What compositions are most likely to be stable? On the basis of the same stability data, we can also look at which compositions are most frequently stable. In Figures 5 and 6 we provide histograms showing the frequency at which compositions are stable for binary and ternary compositions, respectively. We find that the most commonly stable binary composition is at 1:1 (AB), followed by 3:1 (A3B) and 2:1 (A2B). For ternary compounds, the most common composition is 2:1:1 (A2BC), which is the composition of the L21 (Heusler) prototype. We believe that the preponderance of newly predicted L21 compounds is primarily because L21 is the only ternary prototype that we have calculated in a wide range of compositions.
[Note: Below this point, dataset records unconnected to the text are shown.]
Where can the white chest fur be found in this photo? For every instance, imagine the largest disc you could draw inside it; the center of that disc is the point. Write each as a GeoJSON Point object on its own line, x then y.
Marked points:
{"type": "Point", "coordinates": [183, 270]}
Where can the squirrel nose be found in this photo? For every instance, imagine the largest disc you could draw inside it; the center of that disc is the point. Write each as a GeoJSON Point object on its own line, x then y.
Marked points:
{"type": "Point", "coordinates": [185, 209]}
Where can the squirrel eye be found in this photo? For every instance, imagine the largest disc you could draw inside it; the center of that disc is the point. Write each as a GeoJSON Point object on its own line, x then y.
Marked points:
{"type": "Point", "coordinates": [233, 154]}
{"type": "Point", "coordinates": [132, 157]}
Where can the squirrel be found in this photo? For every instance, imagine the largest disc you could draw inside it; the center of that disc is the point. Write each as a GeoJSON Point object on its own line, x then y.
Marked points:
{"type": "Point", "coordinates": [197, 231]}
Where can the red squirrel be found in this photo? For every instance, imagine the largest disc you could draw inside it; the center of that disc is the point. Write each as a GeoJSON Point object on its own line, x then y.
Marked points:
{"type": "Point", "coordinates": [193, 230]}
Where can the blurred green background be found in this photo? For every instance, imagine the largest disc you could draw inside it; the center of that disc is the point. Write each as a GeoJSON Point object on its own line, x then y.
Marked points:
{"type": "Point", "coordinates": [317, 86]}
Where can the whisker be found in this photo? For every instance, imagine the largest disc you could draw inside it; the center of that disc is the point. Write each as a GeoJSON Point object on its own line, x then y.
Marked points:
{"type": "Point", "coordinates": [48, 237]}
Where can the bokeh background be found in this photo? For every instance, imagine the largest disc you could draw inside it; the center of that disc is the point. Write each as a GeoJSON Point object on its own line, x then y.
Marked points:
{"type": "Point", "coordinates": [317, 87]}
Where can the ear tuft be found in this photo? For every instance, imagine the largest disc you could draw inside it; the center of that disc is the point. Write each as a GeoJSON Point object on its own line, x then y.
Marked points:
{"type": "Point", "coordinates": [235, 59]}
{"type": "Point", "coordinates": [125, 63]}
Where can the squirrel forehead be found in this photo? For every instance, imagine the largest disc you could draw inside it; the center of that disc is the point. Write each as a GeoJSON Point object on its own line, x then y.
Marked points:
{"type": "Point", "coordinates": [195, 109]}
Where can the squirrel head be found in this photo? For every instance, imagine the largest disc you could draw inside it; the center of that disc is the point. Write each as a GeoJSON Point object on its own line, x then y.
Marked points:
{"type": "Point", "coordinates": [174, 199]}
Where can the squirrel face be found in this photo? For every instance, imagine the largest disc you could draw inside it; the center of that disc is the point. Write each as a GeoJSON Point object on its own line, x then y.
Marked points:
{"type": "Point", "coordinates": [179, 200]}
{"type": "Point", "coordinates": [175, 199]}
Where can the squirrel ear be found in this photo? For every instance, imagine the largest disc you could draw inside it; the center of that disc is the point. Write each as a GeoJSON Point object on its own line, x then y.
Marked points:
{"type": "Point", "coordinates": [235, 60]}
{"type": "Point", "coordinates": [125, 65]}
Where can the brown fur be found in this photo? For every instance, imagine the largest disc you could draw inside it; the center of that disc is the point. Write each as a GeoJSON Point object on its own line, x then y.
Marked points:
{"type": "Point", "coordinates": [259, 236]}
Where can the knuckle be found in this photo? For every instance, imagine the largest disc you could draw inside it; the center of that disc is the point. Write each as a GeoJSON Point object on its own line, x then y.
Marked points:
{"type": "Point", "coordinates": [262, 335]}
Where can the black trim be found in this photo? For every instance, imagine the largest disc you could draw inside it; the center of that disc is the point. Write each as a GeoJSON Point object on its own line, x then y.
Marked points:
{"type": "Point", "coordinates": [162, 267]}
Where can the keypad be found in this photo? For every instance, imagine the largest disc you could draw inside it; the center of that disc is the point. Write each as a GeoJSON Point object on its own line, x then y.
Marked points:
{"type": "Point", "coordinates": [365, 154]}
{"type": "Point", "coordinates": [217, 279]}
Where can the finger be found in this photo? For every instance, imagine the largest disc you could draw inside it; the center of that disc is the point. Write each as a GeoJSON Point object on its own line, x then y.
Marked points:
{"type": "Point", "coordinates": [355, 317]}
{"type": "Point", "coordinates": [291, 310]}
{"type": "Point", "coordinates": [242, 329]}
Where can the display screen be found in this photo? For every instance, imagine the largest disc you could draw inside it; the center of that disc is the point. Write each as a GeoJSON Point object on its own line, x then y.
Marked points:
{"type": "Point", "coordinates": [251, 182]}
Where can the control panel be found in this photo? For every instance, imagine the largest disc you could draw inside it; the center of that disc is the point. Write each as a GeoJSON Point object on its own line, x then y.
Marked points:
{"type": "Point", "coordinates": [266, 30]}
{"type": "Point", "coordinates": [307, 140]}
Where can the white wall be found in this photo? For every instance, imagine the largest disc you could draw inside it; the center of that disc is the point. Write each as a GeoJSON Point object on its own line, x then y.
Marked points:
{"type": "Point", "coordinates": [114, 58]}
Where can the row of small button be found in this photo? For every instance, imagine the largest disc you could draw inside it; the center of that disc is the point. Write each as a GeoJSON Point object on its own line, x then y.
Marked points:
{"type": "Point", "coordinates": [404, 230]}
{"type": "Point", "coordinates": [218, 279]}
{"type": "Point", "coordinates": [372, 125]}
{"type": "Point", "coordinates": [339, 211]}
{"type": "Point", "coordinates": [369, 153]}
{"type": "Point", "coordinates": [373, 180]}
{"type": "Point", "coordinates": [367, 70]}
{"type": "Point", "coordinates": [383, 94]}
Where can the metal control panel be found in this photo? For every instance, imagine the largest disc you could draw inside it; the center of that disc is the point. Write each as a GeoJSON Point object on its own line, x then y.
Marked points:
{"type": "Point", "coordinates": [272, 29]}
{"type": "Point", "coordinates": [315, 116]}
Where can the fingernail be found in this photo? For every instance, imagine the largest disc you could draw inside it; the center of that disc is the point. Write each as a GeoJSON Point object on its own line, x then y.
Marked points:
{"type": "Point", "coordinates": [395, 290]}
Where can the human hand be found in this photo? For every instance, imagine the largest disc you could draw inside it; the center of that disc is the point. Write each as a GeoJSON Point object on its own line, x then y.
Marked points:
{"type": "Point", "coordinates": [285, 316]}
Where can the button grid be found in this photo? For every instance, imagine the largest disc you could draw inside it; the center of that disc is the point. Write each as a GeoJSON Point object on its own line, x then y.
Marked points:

Many ternary systems that have favourable ordering, but for which the true ground state is unknown, could yield predictions that the L21 compound is stable (the upper bound to the convex hull), demonstrating the need for further exploration of a wide range of composition spaces. Following this interpretation, we checked every stable ternary L21 prototype in the OQMD and searched for any ternary ICSD compound in that system—that is, if Ca2GaLi is a stable Heusler, is there any ternary Ca-Ga-Li compound reported in the ICSD? Of the 2,290 stable Heusler prototypes in the OQMD, only 781, or 22%, have any ICSD structure in that region of phase space. In the remaining ~1,500 ternary systems, we predict the existence of stable compounds waiting to be discovered.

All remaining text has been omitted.